Sin conocer a nadie, los primeros tiempos habían sido muy difíciles. Analfabeto, incapaz de leer los nombres de las calles, se guiaba por los edificios, los comercios y los monumentos. Era tal su miedo a perderse –escribió– que en sus pesadillas soñaba que todos esos puntos de referencia se movían y le era imposible orientarse para volver al Cuadrante de la Soledad. Allí alquilaba un cuarto en un edificio muy antiguo. Las que habían sido viviendas eran bodegas, de modo que él era su único habitante, aparte de los fantasmas.
Luego, casi al final de su relato, escribió lo mucho que se le había ampliado el panorama a raíz de que aprendió a leer y escribir. Por lo pronto, olvidó sus temores a perderse. En sus caminatas por los barrios, como abonero, se detenía ante los puestos de periódicos para enterarse de las noticias y, al mismo tiempo, practicar sus conocimientos y asegurarse de que permanecía intacto su único capital: las letras.
Gracias a sus estudios había podido realizar muchos de sus sueños, excepto uno: ver películas que vinieran de otras partes del mundo. Sus nociones no le alcanzaban para leer los subtítulos a la velocidad con que iban cambiando.

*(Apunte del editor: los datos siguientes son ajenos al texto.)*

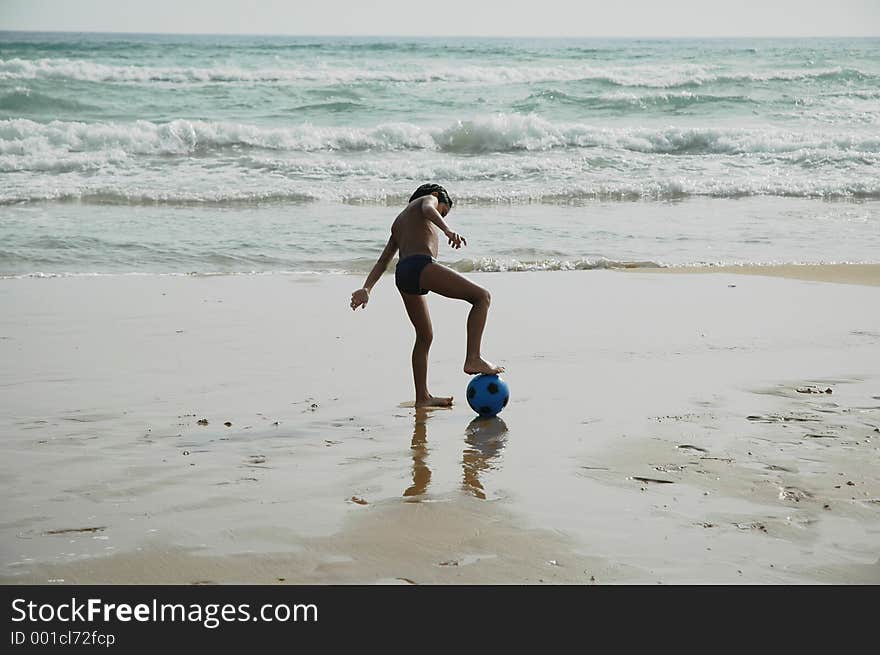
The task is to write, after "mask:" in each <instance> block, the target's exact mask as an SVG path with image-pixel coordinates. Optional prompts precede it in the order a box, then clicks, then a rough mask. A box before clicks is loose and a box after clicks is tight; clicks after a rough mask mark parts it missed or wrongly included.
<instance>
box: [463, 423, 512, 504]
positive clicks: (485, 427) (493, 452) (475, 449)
mask: <svg viewBox="0 0 880 655" xmlns="http://www.w3.org/2000/svg"><path fill="white" fill-rule="evenodd" d="M465 434H466V437H465V442H466V443H467V445H468V447H467V448H465V450H464V454H463V455H462V461H461V468H462V473H463V479H462V487H463V489H464V490H465V492H467V493H469V494H471V495H473V496H476V497H477V498H481V499H483V500H485V498H486V492H485V490H484V489H483V484H482V482H480V473H481V472H482V471H485V470H489V469H494V468H497V466H498V465H497V463H495V462H493V460H495V459H496V458H497V457H498V454H499V453H500V452H501V449H502V448H504V442H505V438H506V436H507V425H506V424H505V423H504V421H503V420H502V419H500V418H498V417H497V416H492V417H488V418H480V417H477V418H475V419H474V420H473V421H471V422H470V423H469V424H468V426H467V430H465Z"/></svg>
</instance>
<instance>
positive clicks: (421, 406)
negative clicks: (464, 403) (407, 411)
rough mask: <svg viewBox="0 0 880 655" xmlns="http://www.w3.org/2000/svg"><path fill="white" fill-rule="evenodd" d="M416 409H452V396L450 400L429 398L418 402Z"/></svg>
mask: <svg viewBox="0 0 880 655" xmlns="http://www.w3.org/2000/svg"><path fill="white" fill-rule="evenodd" d="M416 407H452V396H449V397H448V398H439V397H436V396H428V397H427V398H425V399H424V400H417V401H416Z"/></svg>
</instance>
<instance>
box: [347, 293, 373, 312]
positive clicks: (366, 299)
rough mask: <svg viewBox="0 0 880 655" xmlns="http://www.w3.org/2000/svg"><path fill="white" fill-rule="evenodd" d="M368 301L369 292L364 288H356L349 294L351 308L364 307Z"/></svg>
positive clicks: (367, 302)
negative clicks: (349, 295)
mask: <svg viewBox="0 0 880 655" xmlns="http://www.w3.org/2000/svg"><path fill="white" fill-rule="evenodd" d="M369 301H370V292H369V291H368V290H367V289H366V288H363V289H358V290H357V291H355V292H354V293H352V294H351V308H352V309H353V310H354V309H357V308H358V307H366V306H367V303H368V302H369Z"/></svg>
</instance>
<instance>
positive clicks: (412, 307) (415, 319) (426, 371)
mask: <svg viewBox="0 0 880 655" xmlns="http://www.w3.org/2000/svg"><path fill="white" fill-rule="evenodd" d="M400 296H401V297H402V298H403V304H404V306H405V307H406V313H407V314H408V315H409V320H410V321H412V324H413V327H414V328H415V330H416V342H415V344H414V345H413V354H412V365H413V381H414V382H415V386H416V407H449V406H451V405H452V398H451V397H434V396H432V395H431V394H430V393H428V351H429V350H430V349H431V342H432V341H433V340H434V329H433V327H432V326H431V315H430V314H429V313H428V303H427V301H426V300H425V296H423V295H420V294H412V293H403V292H401V293H400Z"/></svg>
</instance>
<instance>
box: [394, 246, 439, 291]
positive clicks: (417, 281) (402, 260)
mask: <svg viewBox="0 0 880 655" xmlns="http://www.w3.org/2000/svg"><path fill="white" fill-rule="evenodd" d="M433 261H434V258H433V257H431V255H410V256H409V257H404V258H403V259H401V260H400V261H399V262H397V268H395V269H394V282H395V284H397V288H398V289H400V290H401V291H402V292H403V293H415V294H418V295H420V296H424V295H425V294H426V293H428V292H427V291H426V290H425V289H422V286H421V284H419V280H420V278H421V276H422V269H423V268H425V266H427V265H428V264H430V263H431V262H433Z"/></svg>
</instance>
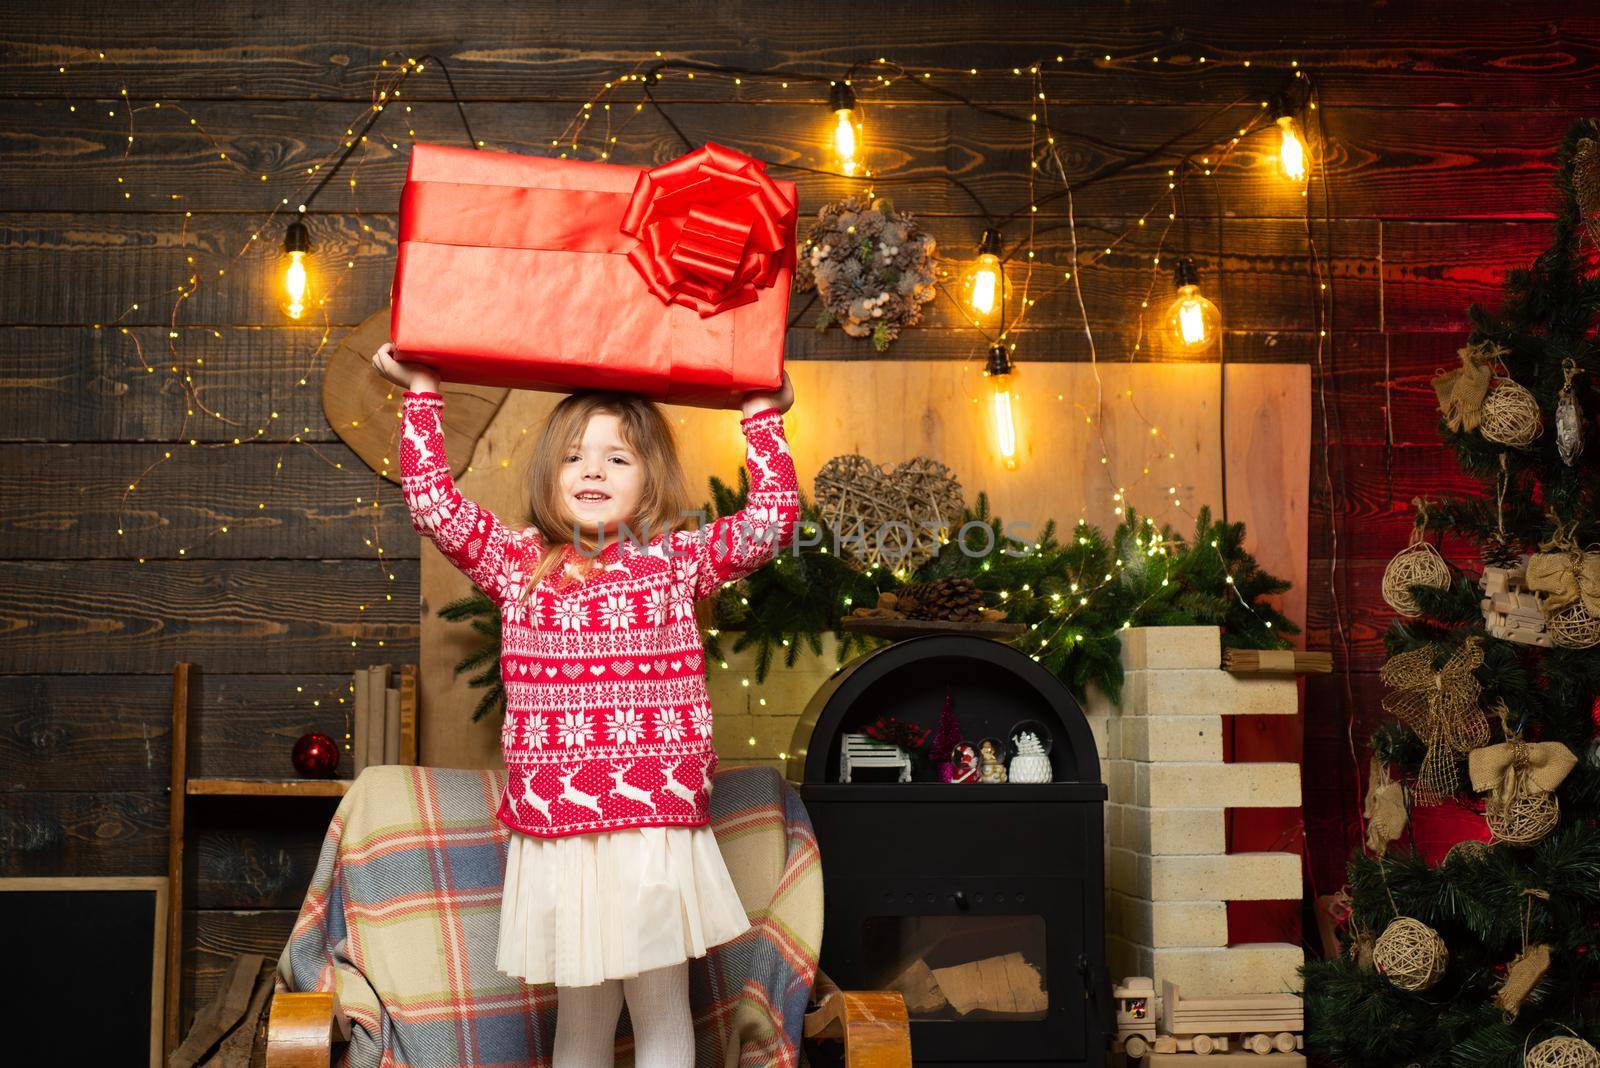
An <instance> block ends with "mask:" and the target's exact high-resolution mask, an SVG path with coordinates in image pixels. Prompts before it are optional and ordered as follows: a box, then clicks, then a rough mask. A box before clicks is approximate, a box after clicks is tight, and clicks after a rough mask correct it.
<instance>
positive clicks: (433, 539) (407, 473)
mask: <svg viewBox="0 0 1600 1068" xmlns="http://www.w3.org/2000/svg"><path fill="white" fill-rule="evenodd" d="M443 409H445V398H443V395H440V393H435V392H432V390H406V392H405V397H403V400H402V425H400V489H402V492H405V504H406V510H408V512H410V513H411V526H413V528H414V529H416V532H418V534H421V536H424V537H427V539H429V540H432V542H434V545H437V547H438V552H442V553H443V555H445V558H446V560H448V561H450V563H453V564H454V566H456V568H459V569H461V572H462V574H466V576H467V577H469V579H472V584H474V585H475V587H477V588H478V590H482V592H483V593H485V595H488V598H490V600H491V601H494V603H496V604H501V603H502V601H504V598H506V593H507V587H509V585H510V582H512V574H514V571H515V569H517V556H518V548H520V553H523V555H536V553H538V540H539V539H538V532H536V531H531V529H530V531H525V532H522V534H514V532H512V531H510V529H509V528H507V526H506V524H504V523H501V520H499V516H496V515H494V513H493V512H490V510H488V508H485V507H482V505H478V504H477V502H475V500H469V499H467V497H462V496H461V491H458V489H456V483H454V480H453V478H451V476H450V464H448V462H446V460H445V432H443V425H442V424H440V419H442V414H443ZM523 563H525V564H526V563H531V561H526V560H525V561H523Z"/></svg>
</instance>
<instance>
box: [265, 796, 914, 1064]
mask: <svg viewBox="0 0 1600 1068" xmlns="http://www.w3.org/2000/svg"><path fill="white" fill-rule="evenodd" d="M504 783H506V772H502V771H453V769H435V767H413V766H400V764H384V766H376V767H368V769H366V771H363V772H362V775H360V777H358V779H357V780H355V782H354V783H352V785H350V790H349V793H347V795H346V796H344V799H342V801H341V803H339V807H338V811H336V812H334V815H333V820H331V822H330V827H328V836H326V839H325V841H323V849H322V855H320V857H318V862H317V871H315V873H314V876H312V884H310V889H309V892H307V895H306V900H304V903H302V907H301V913H299V916H298V919H296V923H294V927H293V932H291V934H290V940H288V945H286V946H285V948H283V953H282V956H280V959H278V974H277V978H275V990H274V998H272V1007H270V1020H269V1033H267V1066H269V1068H310V1066H315V1068H326V1066H328V1065H331V1063H339V1065H346V1066H347V1068H358V1066H362V1068H365V1066H368V1065H371V1066H376V1065H379V1062H381V1060H382V1062H384V1063H408V1065H474V1063H528V1065H539V1063H547V1062H549V1055H550V1049H552V1046H554V1036H555V988H554V986H547V985H546V986H530V985H525V983H522V982H520V980H517V978H514V977H509V975H504V974H502V972H499V970H498V969H496V967H494V950H496V940H498V931H499V927H498V924H499V895H501V886H502V883H504V873H506V849H507V841H509V835H510V831H509V830H507V828H506V827H504V825H501V823H499V822H498V820H496V819H494V806H496V804H498V801H499V795H501V790H502V788H504ZM714 783H715V785H714V788H712V801H710V822H712V827H714V830H715V833H717V839H718V844H720V846H722V851H723V857H725V859H726V862H728V870H730V873H731V875H733V881H734V886H736V887H738V891H739V899H741V902H742V903H744V907H746V911H747V913H749V916H750V923H752V931H750V932H747V934H744V935H741V937H739V938H734V940H733V942H728V943H723V945H718V946H714V948H712V951H710V953H709V954H707V956H704V958H696V959H694V961H691V964H690V1001H691V1007H693V1014H694V1030H696V1054H698V1057H696V1058H698V1062H699V1063H701V1065H707V1066H715V1068H733V1066H744V1065H749V1066H752V1068H754V1066H757V1065H762V1066H765V1065H797V1063H802V1039H803V1038H805V1039H819V1041H827V1039H832V1041H842V1042H843V1052H845V1063H846V1065H848V1066H850V1068H909V1066H910V1030H909V1020H907V1014H906V1004H904V999H902V998H901V994H898V993H893V991H840V990H838V988H837V986H835V985H834V983H832V980H829V978H827V975H826V974H822V972H819V970H818V967H816V961H818V954H819V951H821V937H822V871H821V860H819V855H818V849H816V838H814V836H813V831H811V822H810V819H808V817H806V811H805V806H803V804H802V803H800V798H798V795H795V791H794V790H792V788H790V787H789V783H786V782H784V780H782V777H781V775H779V774H778V772H776V771H773V769H766V767H741V769H731V771H725V772H718V774H717V777H715V780H714ZM626 1020H627V1017H626V1010H624V1023H622V1025H621V1028H619V1046H618V1049H619V1054H621V1057H619V1063H627V1062H626V1054H627V1050H630V1047H632V1031H630V1026H629V1023H627V1022H626ZM386 1050H387V1055H386Z"/></svg>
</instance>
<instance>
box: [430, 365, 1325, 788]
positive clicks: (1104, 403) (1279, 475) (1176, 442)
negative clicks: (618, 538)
mask: <svg viewBox="0 0 1600 1068" xmlns="http://www.w3.org/2000/svg"><path fill="white" fill-rule="evenodd" d="M789 373H790V376H792V379H794V382H795V397H797V401H795V408H794V409H792V411H790V412H789V416H787V417H786V428H787V433H789V440H790V444H792V448H794V456H795V465H797V468H798V472H800V483H802V488H803V489H805V492H806V496H810V491H811V481H813V478H814V476H816V472H818V468H819V467H821V465H822V464H826V462H827V460H829V459H830V457H834V456H838V454H843V452H861V454H864V456H867V457H870V459H874V460H878V462H890V464H898V462H901V460H904V459H909V457H912V456H931V457H936V459H939V460H941V462H944V464H947V465H949V467H950V468H952V470H954V472H955V476H957V478H958V480H960V483H962V486H963V491H965V494H966V499H968V502H970V504H971V502H976V497H978V491H979V489H984V491H987V494H989V502H990V508H992V512H994V513H995V515H998V516H1000V518H1002V520H1005V521H1006V523H1008V524H1010V523H1014V524H1016V526H1014V528H1013V529H1014V531H1016V532H1018V534H1019V536H1029V534H1030V532H1037V531H1038V529H1042V526H1043V523H1045V521H1046V520H1050V518H1054V520H1056V521H1058V534H1059V536H1066V534H1069V532H1070V524H1072V523H1075V521H1077V520H1080V518H1083V520H1086V521H1090V523H1093V524H1096V526H1099V528H1102V529H1110V528H1112V526H1114V524H1115V523H1117V521H1118V515H1117V508H1120V507H1123V502H1120V500H1117V497H1115V496H1117V492H1118V491H1125V492H1123V497H1125V500H1126V502H1131V505H1133V507H1134V508H1136V510H1138V512H1139V513H1141V515H1146V513H1147V515H1150V516H1154V518H1155V520H1157V521H1158V523H1171V524H1173V526H1174V528H1176V529H1178V531H1179V532H1181V534H1189V532H1190V531H1192V529H1194V518H1192V516H1194V513H1195V512H1198V508H1200V505H1203V504H1211V505H1213V510H1214V512H1219V510H1221V508H1219V505H1221V496H1222V467H1221V456H1222V444H1221V441H1222V432H1224V427H1222V424H1221V422H1219V417H1218V414H1219V403H1221V400H1222V392H1221V390H1219V384H1221V379H1219V368H1218V365H1216V363H1208V365H1200V363H1195V365H1147V363H1146V365H1126V363H1115V365H1106V363H1101V365H1098V366H1094V365H1082V363H1024V365H1021V366H1019V369H1018V374H1016V384H1018V435H1019V441H1021V448H1019V456H1021V462H1019V465H1018V467H1016V470H1006V468H1005V467H1003V465H1002V464H1000V462H998V459H997V456H995V454H994V449H992V444H990V443H992V435H990V427H989V424H987V414H989V412H987V404H986V403H984V392H982V389H984V382H982V374H981V365H979V363H976V361H970V363H947V361H896V360H861V361H853V363H819V361H790V363H789ZM1130 392H1131V393H1130ZM557 400H558V395H552V393H534V392H525V390H517V392H514V393H512V395H510V398H507V401H506V404H504V408H502V409H501V412H499V416H498V417H496V420H494V422H493V424H491V425H490V428H488V432H486V433H485V435H483V438H482V440H480V441H478V448H477V452H475V456H474V457H472V465H470V470H469V472H466V473H464V475H462V476H461V478H459V480H458V484H459V488H461V491H462V492H464V494H467V496H470V497H474V499H477V500H478V502H482V504H483V505H485V507H488V508H491V510H493V512H496V513H498V515H501V516H502V518H504V520H506V521H507V523H512V524H514V526H520V524H525V508H526V500H528V494H526V488H525V486H523V484H522V472H525V470H526V467H528V459H530V449H531V448H533V441H534V440H536V436H538V433H536V432H538V427H539V424H541V420H542V419H544V416H546V414H547V412H549V409H550V408H552V406H554V403H555V401H557ZM1226 403H1227V420H1226V433H1227V441H1229V457H1230V459H1229V480H1227V483H1229V518H1234V520H1243V521H1245V523H1246V524H1248V528H1246V529H1248V532H1250V536H1251V537H1250V542H1251V550H1253V552H1254V553H1256V556H1258V558H1259V561H1261V564H1262V566H1264V568H1267V569H1269V571H1272V572H1275V574H1280V576H1283V577H1286V579H1290V580H1291V582H1293V584H1294V590H1293V592H1291V595H1290V596H1286V598H1285V601H1283V608H1285V611H1286V612H1288V614H1290V616H1291V617H1294V619H1304V604H1306V553H1307V547H1306V531H1307V470H1309V464H1310V460H1309V454H1310V369H1309V366H1307V365H1237V366H1234V365H1230V366H1229V368H1227V390H1226ZM667 409H669V412H670V419H672V424H674V428H675V430H677V433H678V443H680V456H682V460H683V467H685V470H686V472H690V476H691V480H693V481H694V483H696V486H694V488H696V489H698V491H699V499H701V500H709V492H707V491H706V483H704V478H706V476H709V475H717V476H718V478H722V480H725V481H731V480H736V478H738V470H739V465H741V464H742V460H744V440H742V436H741V435H739V427H738V422H739V419H738V414H736V412H731V411H709V409H698V408H678V406H667ZM1152 428H1154V433H1152ZM1102 459H1104V462H1102ZM469 590H470V587H469V585H467V580H466V577H462V576H461V574H459V572H458V571H456V569H454V568H453V566H451V564H450V563H448V561H445V560H443V558H442V556H440V555H438V553H437V552H434V550H432V548H430V547H426V548H424V553H422V612H424V616H422V656H421V664H422V708H424V711H422V761H424V763H427V764H440V766H448V767H486V766H494V763H496V761H498V759H499V751H498V750H499V735H498V732H499V723H498V721H493V723H491V721H488V719H485V721H483V723H478V724H472V726H470V729H462V727H464V726H466V724H469V723H470V719H469V715H470V710H472V707H474V705H475V703H477V700H478V695H480V692H482V691H478V689H474V687H469V686H467V684H466V683H464V681H462V679H456V678H454V676H453V665H454V664H456V662H458V660H459V659H461V657H462V656H466V654H467V652H469V649H470V646H472V644H474V640H475V633H474V632H472V630H470V628H467V627H461V625H456V624H445V622H443V620H440V619H438V617H437V616H435V612H437V609H438V608H440V606H443V604H445V603H448V601H450V600H454V598H456V596H461V595H464V593H467V592H469ZM712 681H714V684H718V679H717V678H715V676H714V679H712ZM734 684H736V683H734ZM712 697H714V703H717V705H718V707H722V703H718V700H717V694H715V691H714V694H712Z"/></svg>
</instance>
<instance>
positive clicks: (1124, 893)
mask: <svg viewBox="0 0 1600 1068" xmlns="http://www.w3.org/2000/svg"><path fill="white" fill-rule="evenodd" d="M1139 860H1142V857H1139V854H1136V852H1130V851H1126V849H1117V847H1112V851H1110V857H1109V859H1107V860H1106V886H1107V887H1110V889H1114V891H1118V892H1122V894H1128V895H1130V897H1149V895H1150V891H1149V879H1147V876H1146V873H1142V871H1141V870H1139Z"/></svg>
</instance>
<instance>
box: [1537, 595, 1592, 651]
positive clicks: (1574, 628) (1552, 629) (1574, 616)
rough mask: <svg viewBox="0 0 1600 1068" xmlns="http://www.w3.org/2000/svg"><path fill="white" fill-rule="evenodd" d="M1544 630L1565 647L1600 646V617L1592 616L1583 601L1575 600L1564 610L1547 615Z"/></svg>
mask: <svg viewBox="0 0 1600 1068" xmlns="http://www.w3.org/2000/svg"><path fill="white" fill-rule="evenodd" d="M1544 630H1546V633H1547V635H1550V641H1554V643H1555V644H1558V646H1562V648H1563V649H1592V648H1594V646H1600V617H1597V616H1592V614H1590V612H1589V608H1587V606H1586V604H1584V603H1582V601H1573V603H1571V604H1568V606H1566V608H1563V609H1562V611H1558V612H1550V614H1549V616H1546V617H1544Z"/></svg>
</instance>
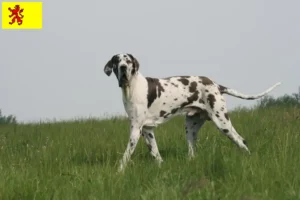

En la última hoja Tadeo relataba el encuentro con la instructora. Quedaría eternamente agradecido porque a los 32 años le había enseñado a leer y escribir. Al final explicaba las dos razones que lo habían animado a estudiar. Gabriela conocía la primera –la esperanza de igualar a su esposa en conocimientos– y la segunda le resultó inesperada: “La maestra Rosa tenía una sonrisa muy bella, tanto como la de usted”.
Gabriela vuelve a la primera página y lee: “Este soy yo: Tadeo Ramírez Avelino”.